▲	whynotminot 8 hours ago
		I would wager the main reason for this is the same reason it’s also hard to teach these skills to people: there’s not a lot of high quality training for distributed debugging of complex production issues. Competence comes from years of experience fighting fires. Very few people start their careers as SREs, it’s generally something they migrate into after enjoying it and showing aptitude for it. With that said, I wouldn’t expect this wall to hold up for too long. There has been a lot of low hanging fruit teaching models how to code. When that is saturated, the frontier companies will likely turn their attention to honing training environments for SRE style debug.
	▲	tetha 3 hours ago \| parent \| next [-]
		> I would wager the main reason for this is the same reason it’s also hard to teach these skills to people: there’s not a lot of high quality training for distributed debugging of complex production issues. Competence comes from years of experience fighting fires. The search space for a cause beyong a certain size can also be big. Very big. Like, at work we're at the beginning of where the powerlaw starts going nuts. Somewhere around 700 - 1000 services in production, across several datacenters, with a few dozen infrastructure clusters behind it. For each bug, if you looked into it, there'd probably by 20 - 30 changes, 10 - 20 anomalies, and 5 weird things someone noticed in the 30 minutes around it. People already struggle at triaging relevance of everything in this context. That's something I can see AI start helping and there were some talks about Meta doing just that - ranking changes and anomalies in order of relevance to a bug ticket so people don't run after other things. That's however just the reactive part of OPS and SRE work. The proactive part is much harder and oftentimes not technical. What if most negatively rated support cases run into a dark hole in a certain service, but the responsible team never allocates time to improve monitoring, because sales is on their butt for features? LLMs can identify this maybe, or help them implement the tracing faster, but those 10 minutes could also be spent on features for money. And what AI model told you to collect the metrics about support cases and resolution to even have that question?

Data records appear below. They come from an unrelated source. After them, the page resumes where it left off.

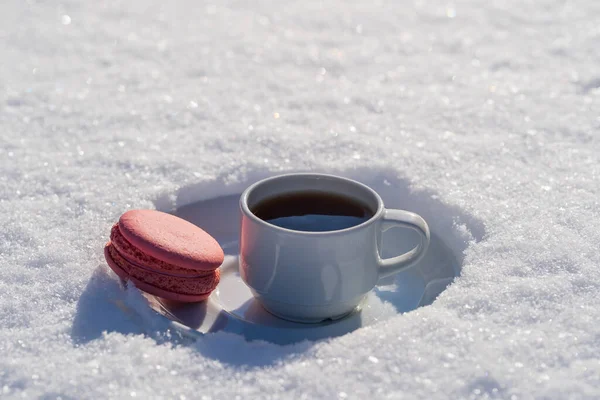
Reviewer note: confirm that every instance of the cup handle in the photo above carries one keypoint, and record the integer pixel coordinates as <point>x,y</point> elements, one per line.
<point>405,219</point>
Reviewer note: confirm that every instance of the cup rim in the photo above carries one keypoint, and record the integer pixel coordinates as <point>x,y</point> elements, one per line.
<point>246,210</point>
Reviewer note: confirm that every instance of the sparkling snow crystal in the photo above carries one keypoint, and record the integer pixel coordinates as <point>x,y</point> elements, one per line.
<point>482,116</point>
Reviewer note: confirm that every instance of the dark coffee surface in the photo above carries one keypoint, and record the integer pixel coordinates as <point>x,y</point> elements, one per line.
<point>312,211</point>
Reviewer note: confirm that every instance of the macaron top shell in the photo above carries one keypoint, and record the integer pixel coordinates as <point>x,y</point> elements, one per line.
<point>171,239</point>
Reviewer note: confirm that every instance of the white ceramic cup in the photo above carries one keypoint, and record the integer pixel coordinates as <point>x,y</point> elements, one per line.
<point>313,276</point>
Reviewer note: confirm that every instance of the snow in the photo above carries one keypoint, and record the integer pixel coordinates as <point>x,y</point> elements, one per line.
<point>486,113</point>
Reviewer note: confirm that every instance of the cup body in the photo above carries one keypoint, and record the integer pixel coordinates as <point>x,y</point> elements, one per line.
<point>309,276</point>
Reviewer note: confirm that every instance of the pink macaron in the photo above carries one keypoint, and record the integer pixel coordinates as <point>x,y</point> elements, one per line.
<point>164,255</point>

	▲	hosh 6 hours ago \| parent \| prev \| next [-]
		I disagree. AI works as a better tool for teaching humans than to do the work themselves. While someone experienced in fighting fires can take intuitive leaps, the basic idea is still to synthesize a hypothesis from signals, validating the hypothesis, and coming up with mitigations and longer term fixes. This is a learned skill, and a team of people/AI will work better than someone solo. https://hazelweakly.me/blog/stop-building-ai-tools-backwards...
	▲	heliumtera 7 hours ago \| parent \| prev \| next [-]
		There is definitely more to the inability for models to perform well at SRE. One, it is not engineering, it is next token prediction, it is vibes. They could do Site Reliability Vibing or something like that. When we ask it to generate an image, any image will do it. We couldn't care less. Try to sculpt it, try to rotate it 45 degrees and all hell breaks loose. The image would be rotated but the hair color could change as well. Pure vibes! When you ask it to refactor your code, any pattern would do it. You could rearrange the code in infinite ways, rename variables in infinite ways without fundamentally breaking logic. You could make as many arbitrary bullshit abstraction and call it good, as people have done it for years with OOP. It does not matter at all, any result would do it in this cases. When you want to hit an specific gRPC endpoint, you need an specific address and the method expects an specific contract to be honored. This either matches or it doesn't. When you wish the llms could implement a solution that captures specifics syscalls from specifics hosts and send traces to an specific platform, using an specific protocol, consolidating records on a specific bucket...you have one state that satisfy your needs and 100 requirement that needs to necessarily be fulfilled. It either meet all the requirements or it's no good. It truly is different from Vibing and llms will never be able to do in this. Maybe agents will, depending on the harnesses, on the systems in place, but one model just generate words words words with no care about nothing else
	▲	lysace 8 hours ago \| parent \| prev [-]
		> With that said, I wouldn’t expect this wall to hold up for too long. The models are already so good at the traditionally hard stuff: collecting that insane amount of detailed knowledge across so many different domains, languages and software stacks.